A New York jury on Wednesday found Kansas City businessman Richard Moseley Sr. guilty of criminal charges related to a $220 million predatory payday lending operation.
Moseley was convicted of wire fraud, racketeering, aggravated identity theft and other charges stemming from a payday lending business that charged consumers interest rates as high as 700 percent or more.
Moseley is the third Kansas City man to be found convicted of running a usurious payday lending business. Scott Tucker and Tim Muir were convicted in New York last month of running a $2 billion payday lending enterprise that used American Indian tribes as fronts to charge predatory interest rates. Tucker and Muir await sentencing.
Those three criminal convictions, along with civil enforcement actions against several others locally in recent years, have spotlighted Kansas City’s role as a nerve center in the payday lending industry.
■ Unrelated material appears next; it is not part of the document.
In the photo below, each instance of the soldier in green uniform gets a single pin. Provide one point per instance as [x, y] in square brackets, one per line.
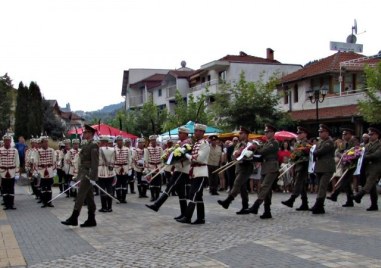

Moseley, from 2004 to 2014, ran a group of payday lending businesses that came to be known as the Hydra Lenders.
He was accused of establishing nominal businesses in New Zealand and in the Caribbean island of Nevis in order to sidestep state usury laws and regulatory investigations, even though the Hydra Group largely operated out of Kansas City.
Beyond charging usurious interest rates and extending loans with deceptive terms, Moseley had been accused of giving loans to consumers who did not want them.
Moseley’s attorney said his client planned to appeal the conviction.
“We are disappointed with the verdict and plan of a vigorous appeal,” said Adam Perlmutter, a New York attorney representing Moseley, in an email. “The law in the area was completely unsettled at the time alleged in the indictment. We believe the US Attorney’s Office pursued prosecution in a manner that fundamentally violated Mr. Moseley’s right to due process, and hope to rectify that gross injustice in a higher court.”
In 2014, the Consumer Financial Protection Bureau sued Moseley’s businesses, calling them at the time a “brazen and illegal cash-grab scam.”
Moseley will be sentenced on April 27. He faces up to 20 years in prison for each of the four most serious charges for which he was convicted.